Fortunately, 10 Irrefutable Points of the 2020 Election, all of which demand investigation, were presented by yours truly at the Sioux Falls Cyber Symposium last August. The very first point tells the curious tale of how the incumbent President carried the national bellwether counties that had been perfect for four decades, but somehow managed to lose reelection.
The media’s response is to impart that the bellwethers are not predictive, and that urban areas went so overwhelmingly for a senile political retread that these longtime indicators, along with many others, are no longer valid. They fail to convey that there are so many deviations from historical consistency that demand investigation into nearly every aspect of the 2020 election.
The term “bellwether,” though a political term today, comes from England, and refers to a bell hung around the neck of a ram leading a flock of sheep. A shepherd listening for the bell will know the location and direction of the entire flock no matter where he is standing. Refer to the map below for a listing of the 19 counties that have aligned perfectly with our presidential winners since 1980.
There is no hard and fast rule that bellwethers are, by default, won by the winner of presidential elections. In fact, bellwethers can die off due to a serious overhaul of the economic environment, or from changing demographics (economic or ethnic). If Van Buren County, Michigan, were to be flooded with new residents leaving Grand Rapids, it would become more affluent, college-educated, and moderate in its political views. It could distort its natural political characteristics within a couple cycles, causing it to lose bellwether status.
Reagan, Bush 41, Clinton, Bush 43, Obama, and Trump in 2016 carried all 19 of the bellwether counties depicted above.
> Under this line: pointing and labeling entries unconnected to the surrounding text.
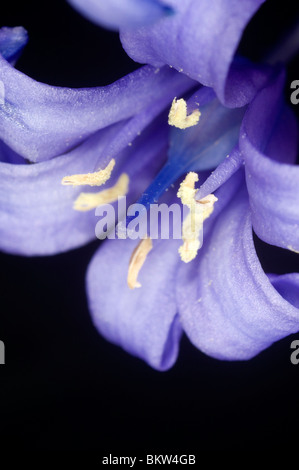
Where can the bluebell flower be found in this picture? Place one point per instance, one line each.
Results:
(223, 300)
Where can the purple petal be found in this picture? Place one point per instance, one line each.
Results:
(227, 304)
(36, 210)
(12, 42)
(143, 321)
(221, 174)
(269, 143)
(115, 14)
(200, 39)
(40, 121)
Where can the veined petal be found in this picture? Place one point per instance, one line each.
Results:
(143, 321)
(200, 40)
(228, 306)
(269, 145)
(40, 122)
(36, 211)
(12, 42)
(115, 14)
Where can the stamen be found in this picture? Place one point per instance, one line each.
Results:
(178, 115)
(137, 260)
(89, 201)
(187, 190)
(193, 223)
(92, 179)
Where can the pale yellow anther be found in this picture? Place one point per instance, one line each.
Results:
(187, 190)
(178, 115)
(137, 260)
(91, 179)
(199, 212)
(88, 201)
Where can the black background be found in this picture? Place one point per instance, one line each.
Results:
(63, 386)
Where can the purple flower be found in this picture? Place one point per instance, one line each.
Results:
(222, 299)
(66, 131)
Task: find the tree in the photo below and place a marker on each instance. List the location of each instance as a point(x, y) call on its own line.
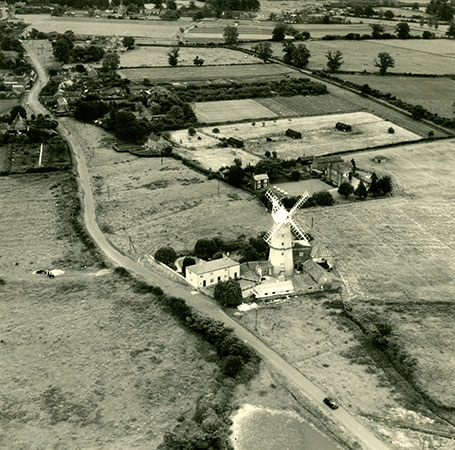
point(301, 56)
point(111, 61)
point(345, 189)
point(63, 49)
point(187, 261)
point(173, 56)
point(361, 191)
point(389, 14)
point(263, 51)
point(334, 60)
point(231, 35)
point(205, 248)
point(128, 42)
point(385, 185)
point(384, 61)
point(288, 51)
point(450, 33)
point(228, 293)
point(166, 255)
point(198, 61)
point(402, 30)
point(279, 32)
point(441, 9)
point(376, 30)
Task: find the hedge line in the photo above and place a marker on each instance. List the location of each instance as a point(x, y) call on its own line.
point(209, 426)
point(417, 111)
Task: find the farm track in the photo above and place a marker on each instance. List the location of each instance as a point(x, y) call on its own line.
point(201, 303)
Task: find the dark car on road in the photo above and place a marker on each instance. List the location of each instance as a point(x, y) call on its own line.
point(332, 404)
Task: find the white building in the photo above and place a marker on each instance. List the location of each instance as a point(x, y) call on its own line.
point(207, 273)
point(273, 289)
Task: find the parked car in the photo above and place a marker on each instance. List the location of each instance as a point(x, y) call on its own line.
point(332, 404)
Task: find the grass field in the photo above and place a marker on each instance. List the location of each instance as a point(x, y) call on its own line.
point(230, 111)
point(160, 31)
point(207, 73)
point(158, 56)
point(360, 55)
point(319, 135)
point(431, 93)
point(156, 203)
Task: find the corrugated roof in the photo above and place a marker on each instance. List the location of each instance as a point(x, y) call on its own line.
point(211, 266)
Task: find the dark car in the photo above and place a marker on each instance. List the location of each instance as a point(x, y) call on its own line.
point(332, 404)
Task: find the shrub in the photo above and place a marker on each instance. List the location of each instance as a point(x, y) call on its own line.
point(228, 293)
point(187, 261)
point(322, 198)
point(166, 255)
point(345, 189)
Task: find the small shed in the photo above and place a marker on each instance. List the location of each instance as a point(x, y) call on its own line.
point(260, 181)
point(234, 142)
point(293, 134)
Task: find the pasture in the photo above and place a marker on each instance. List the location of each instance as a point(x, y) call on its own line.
point(158, 56)
point(157, 31)
point(207, 73)
point(431, 93)
point(319, 135)
point(359, 55)
point(230, 111)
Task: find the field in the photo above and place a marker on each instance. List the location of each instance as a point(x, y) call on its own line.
point(359, 56)
point(402, 251)
point(207, 73)
point(156, 203)
point(319, 135)
point(158, 31)
point(158, 56)
point(230, 111)
point(431, 93)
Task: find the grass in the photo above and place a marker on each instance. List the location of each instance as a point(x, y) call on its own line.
point(431, 93)
point(191, 74)
point(359, 56)
point(158, 56)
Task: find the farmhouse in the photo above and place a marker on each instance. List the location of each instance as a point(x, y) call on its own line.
point(208, 273)
point(234, 142)
point(293, 134)
point(274, 289)
point(260, 181)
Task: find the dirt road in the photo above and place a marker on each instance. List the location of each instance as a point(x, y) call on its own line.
point(203, 304)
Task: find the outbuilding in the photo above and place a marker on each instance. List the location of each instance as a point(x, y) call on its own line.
point(293, 134)
point(208, 273)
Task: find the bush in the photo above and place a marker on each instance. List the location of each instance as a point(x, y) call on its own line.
point(322, 198)
point(345, 189)
point(228, 293)
point(166, 255)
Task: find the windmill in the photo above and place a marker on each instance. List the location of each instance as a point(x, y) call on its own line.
point(280, 236)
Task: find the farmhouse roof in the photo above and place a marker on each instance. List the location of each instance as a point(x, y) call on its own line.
point(212, 266)
point(260, 177)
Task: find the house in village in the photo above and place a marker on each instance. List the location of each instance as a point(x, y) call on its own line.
point(260, 181)
point(333, 169)
point(208, 273)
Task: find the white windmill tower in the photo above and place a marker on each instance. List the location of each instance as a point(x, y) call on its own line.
point(280, 238)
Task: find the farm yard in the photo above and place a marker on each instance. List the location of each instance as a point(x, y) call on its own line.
point(158, 56)
point(319, 135)
point(359, 56)
point(208, 73)
point(431, 93)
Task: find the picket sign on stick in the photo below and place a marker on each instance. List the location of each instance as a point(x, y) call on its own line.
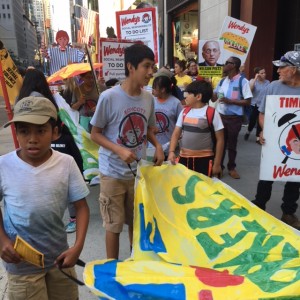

Most of these counties are in the northeast or the industrial Midwest, and are loaded with non-college white voters, which has long been the largest segment of the American electorate. Donald Trump’s winning coalition in 2016 was the non-college white voters, particularly two-time Obama voters, who changed over and voted for him in Pennsylvania, Michigan, Wisconsin, Ohio, and Iowa, and nearly flipped Minnesota. Theoretically, a legitimate Trump loss in 2020 would have occured if he were unable to hold those non-college voters, whose political concerns are rooted in the retention of industry and in sound trade policies, rather than in feelings, virtue signaling, and strategic placement of a Whole Foods on every corner. His victories in the bellwether counties, with enormous gains in total votes from 2016, suggest that he had even more traction with this demographic than in 2016, making his losses in Pennsylvania and Michigan obviously abnormal and inorganic.
Valencia County, New Mexico, and Vigo County, Indiana, had been perfect in aligning with the winners since 1952 and 1956, respectively. Sure, bellwethers can die off, but are 18 of 19 bellwethers (Clallam County, Washington, supposedly went to Biden, but died an unnatural death due to filthy voter rolled combined with a lethal cocktail of mail-in voting and ballot harvesting) truly going to fail in the same election, with party registration numbers favoring Trump’s reelection in every battleground but Arizona (and now we know there are issues with how voters are being registered).
When discussing the failure of the perfect bellwether counties, ask the one you are educating why the key voting populations in the states everyone agrees would decide the election (Pennsylvania, Michigan, and Wisconsin) went so heavily for Trump, but failed to hold down states that have been trending heavily Republican for a decade. Bellwethers may not indicate “causation,” but they absolutely track with the sentiment of working-class voters in extremely tight correlation, and have for many decades.